> if that's true then it's also shocking how little effort seems to be made to compensate for colorblindness.
Note that making something accessible to colorblindness doesn't mean you can't use color, it means you can't use color to differentiate. So a graph with a red line is fine, as long as the color isn't what tells you if the movement is positive or negative (and the graph is the magnitude, if that makes sense).
Red numbers on a excel sheet are probably fine too, as long as there is some other signifier on the cell that says "this is bad" (like parentheses or a negative sign).
Green/Yellow/Red lights on a status dashboard can violate accessibility, unless there's text or a shape that goes along with it.
Also there is varying degrees of colour blindness. I have mild case. Where I have hard time to differentiate certain shades from each other, but clearly red or green is like traffic lights is still easy to distinguish.
So something like a graph might not be an issue if shades are properly selected.
> if that's true then it's also shocking how little effort seems to be made to compensate for colorblindness
Yes, it is!
I also don't like how when 'colourblind mode' does exist, it tends to be wildly different - whereas I don't need that, I just need slightly different reds and slightly different greens that don't mix up. I do realise though that it's probably because different people have different ranges, and the far easier/only possible way to fix it for everyone is to go blue/yellow or whatever instead.
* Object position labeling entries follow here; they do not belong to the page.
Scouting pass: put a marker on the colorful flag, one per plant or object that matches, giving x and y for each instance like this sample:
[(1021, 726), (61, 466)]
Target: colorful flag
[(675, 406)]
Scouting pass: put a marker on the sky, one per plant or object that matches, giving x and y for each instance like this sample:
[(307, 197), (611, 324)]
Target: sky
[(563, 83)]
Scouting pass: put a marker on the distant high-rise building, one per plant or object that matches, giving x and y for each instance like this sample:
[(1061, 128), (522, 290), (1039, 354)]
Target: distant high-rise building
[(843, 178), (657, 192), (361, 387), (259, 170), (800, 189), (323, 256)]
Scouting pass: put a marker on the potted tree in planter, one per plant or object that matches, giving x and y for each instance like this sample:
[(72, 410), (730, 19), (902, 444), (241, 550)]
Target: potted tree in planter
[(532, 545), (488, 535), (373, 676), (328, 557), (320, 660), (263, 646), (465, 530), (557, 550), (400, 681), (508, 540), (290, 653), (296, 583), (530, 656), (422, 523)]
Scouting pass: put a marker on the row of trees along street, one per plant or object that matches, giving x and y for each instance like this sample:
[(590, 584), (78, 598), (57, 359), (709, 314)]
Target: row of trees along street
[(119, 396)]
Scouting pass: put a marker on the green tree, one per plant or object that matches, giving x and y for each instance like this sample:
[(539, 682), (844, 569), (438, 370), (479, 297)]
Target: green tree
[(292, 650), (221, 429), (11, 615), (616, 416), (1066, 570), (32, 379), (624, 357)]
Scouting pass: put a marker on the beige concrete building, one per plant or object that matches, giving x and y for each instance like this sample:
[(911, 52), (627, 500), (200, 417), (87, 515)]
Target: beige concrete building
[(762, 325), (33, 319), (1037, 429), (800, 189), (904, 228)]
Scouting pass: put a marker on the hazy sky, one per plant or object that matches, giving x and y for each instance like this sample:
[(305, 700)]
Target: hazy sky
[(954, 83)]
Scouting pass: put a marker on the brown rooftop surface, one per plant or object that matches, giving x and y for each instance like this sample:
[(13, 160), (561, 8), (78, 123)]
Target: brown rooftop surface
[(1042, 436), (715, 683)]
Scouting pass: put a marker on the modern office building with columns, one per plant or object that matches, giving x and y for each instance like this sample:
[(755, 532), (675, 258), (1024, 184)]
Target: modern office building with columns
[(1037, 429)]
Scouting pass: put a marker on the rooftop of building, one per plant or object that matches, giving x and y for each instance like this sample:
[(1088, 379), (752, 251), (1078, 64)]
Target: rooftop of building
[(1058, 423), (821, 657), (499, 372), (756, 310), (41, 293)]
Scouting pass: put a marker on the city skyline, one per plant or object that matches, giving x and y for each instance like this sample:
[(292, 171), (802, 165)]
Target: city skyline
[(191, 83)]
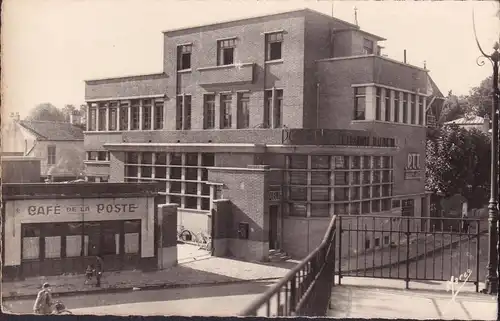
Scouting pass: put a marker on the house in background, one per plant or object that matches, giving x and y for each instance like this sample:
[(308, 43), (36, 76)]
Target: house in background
[(59, 145)]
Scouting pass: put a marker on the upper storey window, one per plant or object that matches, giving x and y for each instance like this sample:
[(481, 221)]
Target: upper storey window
[(226, 52), (274, 46), (367, 47), (184, 57)]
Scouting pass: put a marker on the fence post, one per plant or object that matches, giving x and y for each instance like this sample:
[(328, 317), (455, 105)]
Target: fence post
[(408, 253)]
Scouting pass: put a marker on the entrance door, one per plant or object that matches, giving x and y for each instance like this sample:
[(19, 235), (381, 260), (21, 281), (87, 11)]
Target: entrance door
[(273, 227)]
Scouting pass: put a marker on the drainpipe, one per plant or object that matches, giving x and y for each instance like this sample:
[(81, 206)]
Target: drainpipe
[(317, 105)]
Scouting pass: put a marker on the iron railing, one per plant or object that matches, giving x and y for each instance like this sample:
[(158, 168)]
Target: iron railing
[(306, 289), (408, 248)]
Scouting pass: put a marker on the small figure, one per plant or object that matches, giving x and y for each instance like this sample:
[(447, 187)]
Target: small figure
[(43, 303)]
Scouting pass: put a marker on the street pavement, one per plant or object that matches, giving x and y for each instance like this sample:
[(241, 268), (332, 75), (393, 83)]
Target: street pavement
[(215, 300)]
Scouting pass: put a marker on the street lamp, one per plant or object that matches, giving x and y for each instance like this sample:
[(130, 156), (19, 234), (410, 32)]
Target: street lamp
[(493, 268)]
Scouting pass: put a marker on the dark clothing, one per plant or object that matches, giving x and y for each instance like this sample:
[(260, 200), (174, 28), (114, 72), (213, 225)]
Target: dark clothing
[(43, 303)]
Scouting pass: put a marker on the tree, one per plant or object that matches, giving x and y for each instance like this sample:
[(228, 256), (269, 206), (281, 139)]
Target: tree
[(458, 162), (46, 112), (480, 98)]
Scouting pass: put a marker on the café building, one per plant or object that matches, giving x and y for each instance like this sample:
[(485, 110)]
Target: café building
[(53, 229)]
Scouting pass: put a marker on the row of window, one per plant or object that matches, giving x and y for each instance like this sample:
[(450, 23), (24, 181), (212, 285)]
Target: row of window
[(273, 109), (392, 100), (226, 51), (185, 175), (60, 240), (135, 114)]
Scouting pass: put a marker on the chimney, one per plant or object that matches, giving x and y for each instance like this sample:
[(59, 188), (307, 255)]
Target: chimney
[(75, 118)]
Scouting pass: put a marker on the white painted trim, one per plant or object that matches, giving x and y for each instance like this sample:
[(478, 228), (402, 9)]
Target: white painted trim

It is less, because that stat is for whites. Colorblindness is hereditary and more rare among blacks. Even among whites, some regions of the world have a lot of it (Hungaria), others less.
The other reason is that most of it is subtle colorblindness. Those people don't see black and white, they can distinguish primary colors perfectly fine. They have trouble with waaaay more subtle differences between colors - when you add a bit of green to rgb.
Yet other observation is that with exception of electricity where color codes are confusing ever for people who complete vision, the colors used in traffic, in graphs in books, in toys for boys actually tend not to use subtle shades.
Why aren't Emojis presented differently depending on type of colorblindness for example?